9 Powerful Tips for Contracting Through a Recruitment Agency. Many contractors enjoy the flexibility of contracting – working in a role for a specific period of time before taking on a new contract in a different role or company. Sarah Tamasi HorizonOne Recruitment

Recruitment agencies are more than a place for superhero recruitment consultants to work every day…they are also usually an employer for contractors.

A contractor is someone who is engaged to work in a specific position for a set rate and amount of time. It may be to cover an employee on leave, to support work on a specific project or it may be because the organisation wants to trial a new person before offering them a permanent position.

Many contractors enjoy the flexibility of contracting – working in a role for a specific period of time before taking on a new contract in a different role or company.

In terms of pay rates, contractors are paid per hour for time worked. They aren’t entitled to sick or holiday leave, however, this is offset by a casual loading (generally a 25% increase) which is designed to cover the lack of entitlements.

Deciding whether to be a contractor is a personal choice that only you can make. But if you decide to give it a try, there are certain things you can do to increase your chance of success in finding and performing in a contract role.

Here are my top 9 tips for contracting through a recruitment agency…

1. Find the right recruitment agency

Most agencies specialise in recruitment for specific industries (law, accounting, tech, etc.) Do your research and find an agency and consultant that specialises in your type of work. You may also want to ask friends, family and colleagues who they have worked with before and recommend. A personal referral can make all the difference.
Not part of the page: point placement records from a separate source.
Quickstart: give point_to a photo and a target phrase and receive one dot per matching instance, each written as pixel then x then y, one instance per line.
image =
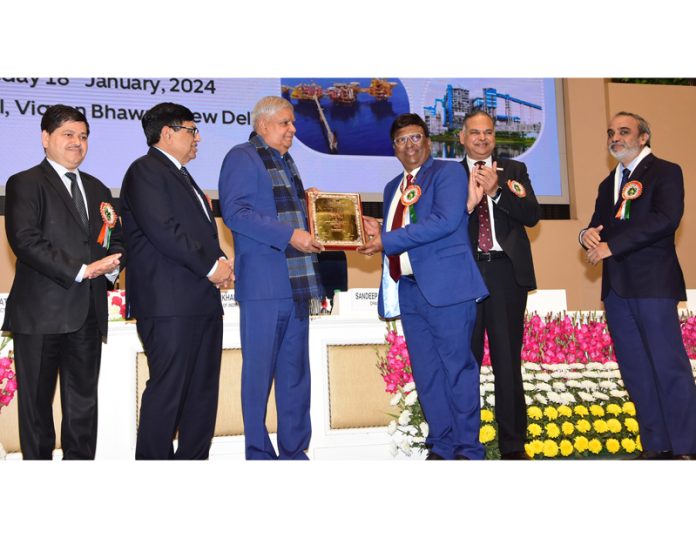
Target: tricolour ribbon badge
pixel 631 191
pixel 409 197
pixel 109 217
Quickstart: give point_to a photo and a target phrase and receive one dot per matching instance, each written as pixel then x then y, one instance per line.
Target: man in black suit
pixel 172 288
pixel 638 210
pixel 504 257
pixel 57 309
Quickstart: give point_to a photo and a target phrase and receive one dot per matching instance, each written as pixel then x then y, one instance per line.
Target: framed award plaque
pixel 335 219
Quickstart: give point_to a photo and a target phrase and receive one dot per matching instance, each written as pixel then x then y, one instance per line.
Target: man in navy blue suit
pixel 430 278
pixel 263 202
pixel 637 212
pixel 172 288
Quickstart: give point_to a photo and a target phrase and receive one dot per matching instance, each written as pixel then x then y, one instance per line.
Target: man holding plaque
pixel 277 285
pixel 430 278
pixel 638 210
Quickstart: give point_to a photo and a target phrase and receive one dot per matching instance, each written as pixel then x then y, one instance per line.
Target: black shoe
pixel 654 455
pixel 517 455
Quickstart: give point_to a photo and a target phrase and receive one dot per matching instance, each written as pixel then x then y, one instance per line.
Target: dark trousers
pixel 656 370
pixel 275 346
pixel 39 359
pixel 183 356
pixel 445 371
pixel 502 316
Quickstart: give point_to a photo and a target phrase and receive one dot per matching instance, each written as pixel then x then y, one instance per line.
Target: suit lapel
pixel 184 183
pixel 638 174
pixel 57 184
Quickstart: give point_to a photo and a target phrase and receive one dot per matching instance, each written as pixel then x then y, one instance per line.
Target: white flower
pixel 588 385
pixel 586 397
pixel 567 398
pixel 411 398
pixel 553 397
pixel 425 429
pixel 393 448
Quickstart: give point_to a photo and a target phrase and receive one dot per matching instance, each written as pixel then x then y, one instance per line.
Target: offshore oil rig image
pixel 342 94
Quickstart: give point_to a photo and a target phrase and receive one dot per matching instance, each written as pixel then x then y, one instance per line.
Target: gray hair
pixel 268 106
pixel 643 125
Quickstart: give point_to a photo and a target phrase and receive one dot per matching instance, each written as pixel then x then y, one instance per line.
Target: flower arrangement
pixel 8 379
pixel 116 300
pixel 577 405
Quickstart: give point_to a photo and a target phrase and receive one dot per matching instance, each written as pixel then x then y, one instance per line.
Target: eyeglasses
pixel 193 130
pixel 415 138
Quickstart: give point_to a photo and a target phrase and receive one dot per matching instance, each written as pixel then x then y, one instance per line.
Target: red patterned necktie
pixel 394 261
pixel 485 239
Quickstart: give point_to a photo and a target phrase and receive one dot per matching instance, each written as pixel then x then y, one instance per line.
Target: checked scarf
pixel 307 291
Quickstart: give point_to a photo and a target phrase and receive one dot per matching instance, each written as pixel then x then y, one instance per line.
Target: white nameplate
pixel 229 305
pixel 356 302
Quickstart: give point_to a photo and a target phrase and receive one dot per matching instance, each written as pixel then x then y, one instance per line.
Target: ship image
pixel 344 93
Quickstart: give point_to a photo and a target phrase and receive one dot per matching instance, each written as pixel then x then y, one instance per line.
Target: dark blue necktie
pixel 77 198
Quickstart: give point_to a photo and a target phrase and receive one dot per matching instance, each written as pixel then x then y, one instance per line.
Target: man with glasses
pixel 430 278
pixel 263 202
pixel 172 288
pixel 638 210
pixel 504 257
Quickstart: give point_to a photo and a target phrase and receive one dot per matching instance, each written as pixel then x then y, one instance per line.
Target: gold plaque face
pixel 335 219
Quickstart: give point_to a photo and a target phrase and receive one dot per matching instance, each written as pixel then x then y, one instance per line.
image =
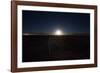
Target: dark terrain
pixel 51 47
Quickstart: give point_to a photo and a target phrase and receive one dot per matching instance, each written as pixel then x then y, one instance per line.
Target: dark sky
pixel 48 22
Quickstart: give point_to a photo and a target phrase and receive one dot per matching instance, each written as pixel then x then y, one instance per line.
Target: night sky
pixel 48 22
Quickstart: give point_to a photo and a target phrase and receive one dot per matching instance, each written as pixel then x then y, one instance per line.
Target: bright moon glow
pixel 58 32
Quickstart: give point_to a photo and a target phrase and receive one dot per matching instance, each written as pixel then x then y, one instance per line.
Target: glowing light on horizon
pixel 58 32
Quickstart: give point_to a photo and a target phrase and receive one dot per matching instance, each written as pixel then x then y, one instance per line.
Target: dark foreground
pixel 52 48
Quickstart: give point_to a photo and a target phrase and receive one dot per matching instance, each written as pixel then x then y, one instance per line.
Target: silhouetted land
pixel 52 48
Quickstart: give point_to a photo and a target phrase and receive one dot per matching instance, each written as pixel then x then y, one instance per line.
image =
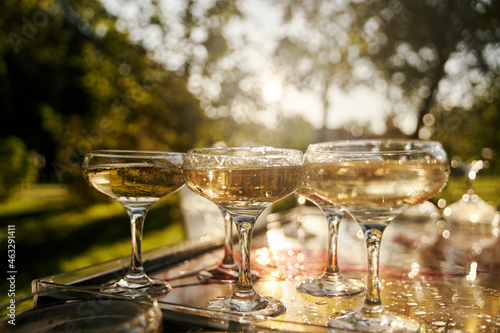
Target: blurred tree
pixel 314 51
pixel 419 45
pixel 18 165
pixel 71 82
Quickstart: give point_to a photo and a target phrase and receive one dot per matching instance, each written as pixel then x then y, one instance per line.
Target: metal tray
pixel 423 276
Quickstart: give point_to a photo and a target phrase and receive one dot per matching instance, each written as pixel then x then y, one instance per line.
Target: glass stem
pixel 137 216
pixel 228 260
pixel 373 235
pixel 332 269
pixel 244 287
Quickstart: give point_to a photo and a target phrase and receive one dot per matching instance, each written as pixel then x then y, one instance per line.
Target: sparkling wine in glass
pixel 330 283
pixel 374 181
pixel 244 181
pixel 136 179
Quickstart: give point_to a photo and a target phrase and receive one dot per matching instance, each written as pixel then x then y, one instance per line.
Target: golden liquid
pixel 244 188
pixel 377 186
pixel 135 181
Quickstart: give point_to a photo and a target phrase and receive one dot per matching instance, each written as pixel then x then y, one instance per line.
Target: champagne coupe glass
pixel 227 271
pixel 136 179
pixel 330 283
pixel 244 181
pixel 374 181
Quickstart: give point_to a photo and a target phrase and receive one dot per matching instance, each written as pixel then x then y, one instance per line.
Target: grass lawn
pixel 51 237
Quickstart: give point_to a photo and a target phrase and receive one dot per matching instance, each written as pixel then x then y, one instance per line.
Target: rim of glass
pixel 272 150
pixel 131 153
pixel 416 146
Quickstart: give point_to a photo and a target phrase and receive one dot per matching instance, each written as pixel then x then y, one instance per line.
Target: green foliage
pixel 18 165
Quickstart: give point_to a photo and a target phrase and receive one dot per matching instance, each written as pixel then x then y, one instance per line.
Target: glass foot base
pixel 323 287
pixel 220 274
pixel 259 306
pixel 150 286
pixel 385 322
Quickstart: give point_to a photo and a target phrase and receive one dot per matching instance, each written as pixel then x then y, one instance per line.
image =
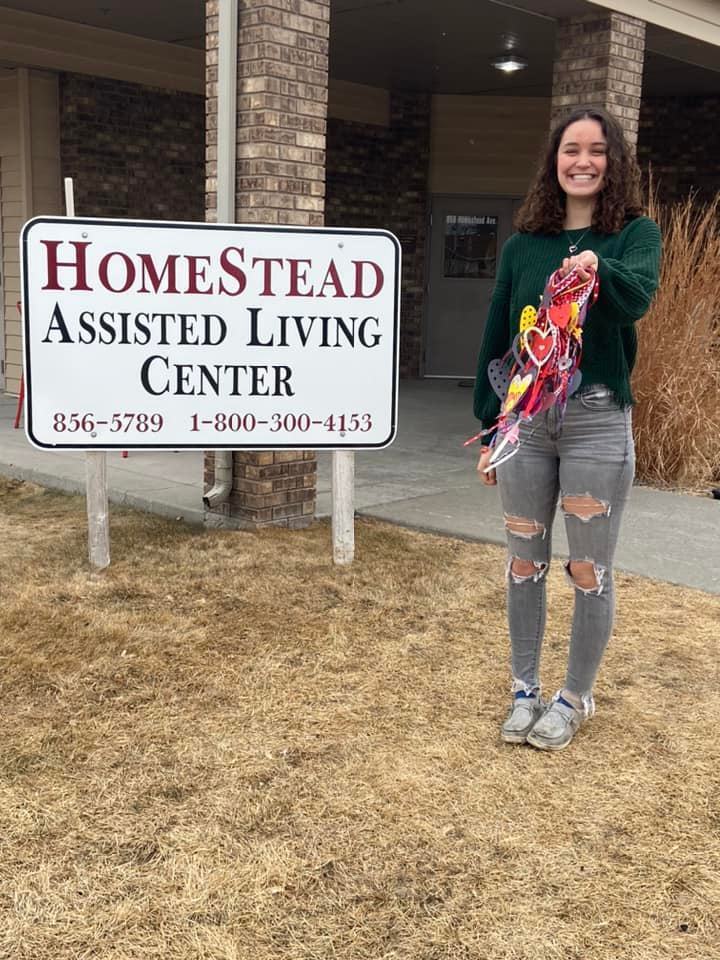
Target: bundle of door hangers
pixel 541 369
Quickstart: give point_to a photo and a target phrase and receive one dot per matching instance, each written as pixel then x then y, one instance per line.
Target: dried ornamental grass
pixel 677 378
pixel 224 748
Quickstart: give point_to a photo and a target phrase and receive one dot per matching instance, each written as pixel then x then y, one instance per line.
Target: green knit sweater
pixel 628 268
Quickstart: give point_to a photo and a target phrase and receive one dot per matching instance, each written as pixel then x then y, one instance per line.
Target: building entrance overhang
pixel 418 45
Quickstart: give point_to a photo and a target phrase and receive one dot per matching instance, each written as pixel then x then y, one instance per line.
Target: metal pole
pixel 95 471
pixel 343 506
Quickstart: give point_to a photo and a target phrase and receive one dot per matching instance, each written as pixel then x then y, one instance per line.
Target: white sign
pixel 142 334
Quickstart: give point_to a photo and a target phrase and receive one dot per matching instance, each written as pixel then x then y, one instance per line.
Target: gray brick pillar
pixel 282 116
pixel 599 62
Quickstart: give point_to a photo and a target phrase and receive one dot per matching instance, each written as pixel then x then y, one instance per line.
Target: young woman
pixel 583 211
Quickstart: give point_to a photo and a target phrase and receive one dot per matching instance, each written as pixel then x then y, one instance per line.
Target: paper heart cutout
pixel 528 317
pixel 499 375
pixel 560 314
pixel 518 387
pixel 539 345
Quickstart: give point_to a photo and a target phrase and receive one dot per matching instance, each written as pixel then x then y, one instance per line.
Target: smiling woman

2. Ensure you click with the consultant

As in any industry, not all Recruitment Consultants are great at what they do. If they don’t return your calls or seem genuinely interested in you, find another. If you tell them what you want (i.e.: to work in the public service), and they’re constantly calling you about opportunities that don’t match (private companies) then they may be working more for themselves than for you.

3. Be proactive

Recruitment consultants are very busy and deal with many people on a daily basis. If you’re really keen for work, give them a call every fortnight just to say “I’m still here!”.

I always ask my candidates to do this because if I haven’t heard from them in two months, I naturally assume they have found another role. Calling keeps you top of mind and shows that you’re eager and excited to work. But… make sure you don’t overdo it. A good recruiter will call you when they say they will, so make sure you don’t keep calling without giving them a chance to respond.

6. Don’t settle for less than full transparency

Once you get a contract, your consultant should explain your hourly rate and how it is calculated. Also, be sure to ask why the position is vacant so you know the likelihood of extension. If you’re seeking long term work, choose positions where the job is vacant and up for grabs permanently. If you only want short term then a contract covering someone on leave or for a specific project would work well. The role needs to align with your goals and the goals of the organisation. Your consultant should be able to give you all the information you need about the role, if not, they may not be invested in ensuring it’s a great match for you.

5. Understand that the recruitment agency is your employer

When you are contracted by a recruitment agency, you are employed by them. They are responsible for your work and health and safety, therefore you need to notify them immediately if something happens. You should also feel supported by them if any issues arise at work such as bullying or harassment.

6. Be prepared to work hard

In a contract, the notice period required to let you go is very minimal (sometimes only one hour) and there is no probationary period. If you don’t perform, the contract could end very quickly, so be reliable and try not to take excessive leave. Just because the organisation doesn’t pay you for leave doesn’t mean they don’t still need you there.

7. Use it as a stepping stone

Contracts offer a great mutual trial period for contractors and organisations. View your contract as an opportunity to see if the job, environment and culture are the right fit for you (and keep in mind the organisation is doing the same). Contracting roles can lead to extensions or permanency, so if you’re keen for permanent employment contracting can be a great way to get a foot in the door.

This is particularly true of the public service. For those keen to forge a career in the APS, contracting is an ideal way to transition from the private sector, gain and demonstrate experience, develop networks, and learn how the APS works.

8. Track your time

As a contractor, you need to submit weekly or fortnightly timesheets to your employer (the recruitment agency). This is usually done via an online portal, and will be sent directly to your supervisor at work for approval. Be aware that you only get paid for the hours you work.

9. Keep an eye on your career

Contracts are a fantastic way to gain new experience, but if your goal is to win a permanent position, having 10 short term contracts in 2 years doesn’t look great on your CV. Employers may assume that you are not a strong performer. While a couple of short term contracts are good, aim to mix it up with longer term contracts that offer the possibility of extension.


If you want to learn more about contracting through a recruitment agency, have a chat with a well-regarded recruitment consultant. They will be happy to talk through the process and explain how you can leverage contracting to put you on a track for your chosen career.